Wednesday, August 29, 2007

Let's All Go To The Movies

It has been some time since I wrote about movies. In the meantime, I have seen many, many movies: some good, some bad, some that I immediately forgot as soon as the DVD credits rolled. Nothing that I loved, though. Nothing that spoke to me in that way that makes me want to see the movie again.

Movie Recommendation: The Treasure of the Sierra Madre. I must admit that I really like Humphrey Bogart, the sensitive guy beneath the tough-guy persona (Casablanca is one of those movies that I love). I didn’t love Treasure, but liked it quite a bit, and Bogart isn’t even the best part of the movie. That honor would go to Walter Huston (father of director John Huston) who was great in the part of an ancient gold prospector. Though the movies stylistically have little in common, I was reminded of Shallow Grave because of the themes of greed and mistrust that occurs after a financial windfall. Though it has been some time since I have seen Shallow Grave, I would recommend it also. It is the movie that Danny Boyle made before Trainspotting (another movie that I love). Ewan McGregor is great (and all Scottish and hot) and Christopher Eccleston (now appearing on Hereos as that invisible dude, Claude) plays McGregor’s roommate and he is really good as well. I don’t play favorites when it comes to genres and don’t automatically think that classic equals good so I would wholeheartedly endorse both Treasure and Shallow as movies to see.
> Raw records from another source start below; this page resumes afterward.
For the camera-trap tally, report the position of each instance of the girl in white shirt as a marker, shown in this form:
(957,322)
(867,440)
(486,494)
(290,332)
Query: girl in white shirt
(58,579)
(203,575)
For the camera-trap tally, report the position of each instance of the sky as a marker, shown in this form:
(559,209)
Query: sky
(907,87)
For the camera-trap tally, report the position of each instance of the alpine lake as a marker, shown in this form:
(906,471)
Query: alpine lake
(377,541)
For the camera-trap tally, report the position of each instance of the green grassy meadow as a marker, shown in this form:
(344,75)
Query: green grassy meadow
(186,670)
Other movies that are pretty good: The Fountain. My opinion of The Fountain, though, has been tainted by all of the press that the movie received. It was conceived by Darren Aronofsky as this mammoth science fiction film with an enormous budget and Brad Pitt in the lead. The budget was slashed, the script was rewritten and rewritten and rewritten and Brad Pitt became Hugh Jackman. I kept picturing the movie as it could have been, rather than as it was. Still, it contains some really breathtaking images and is a pretty good love story. I thought Requiem for a Dream (also by Aronofsky) was really good, though I thoroughly disliked Pi and just couldn’t get into it.

The Prestige was also good. I admit that I will watch anything that Christian Bale does. He is just one of those actors who consistently chooses interesting projects and I enjoyed him as a magician engaged in a dangerous game of escalating illusions in The Prestige, just as much as his turn as Patrick Bateman in American Psycho, Batman in Batman Begins and that anorexic insomniac machinist in The Machinist. (All movies I would recommend, though if you want the full impact of the shallowness of the yuppie 80s culture and the grisliness of a soulless killer, watch the movie American Psycho, then read the book. Some of the images are bound to linger with you.)

Half Nelson was pretty good, elevated by the performance of Ryan Gosling. He will watch anything with Ryan Gosling in it, really, which explains how I came to watch The Notebook (actually good, if predictable, though not a great movie). I would recommend seeing Gosling in The Believer. The movie is good and Gosling is very good as a Jewish neo Nazi. Edward Norton was in the similar-but-very-different American History X and gave an outstanding performance, which led me to have high hopes about his future work. The Illusionist (another magician movie that came out at the same time as The Prestige) really under whelmed me, though.

Another movie disappointment: Dreamgirls. Usually, I enjoy movie musicals (not always, but usually). This was an exception. I didn’t find anything to get excited about.

So, I am on a quest to find another movie that I will fall in love with. It has been some time since I have experienced that, though in the meantime, I have had a good time viewing.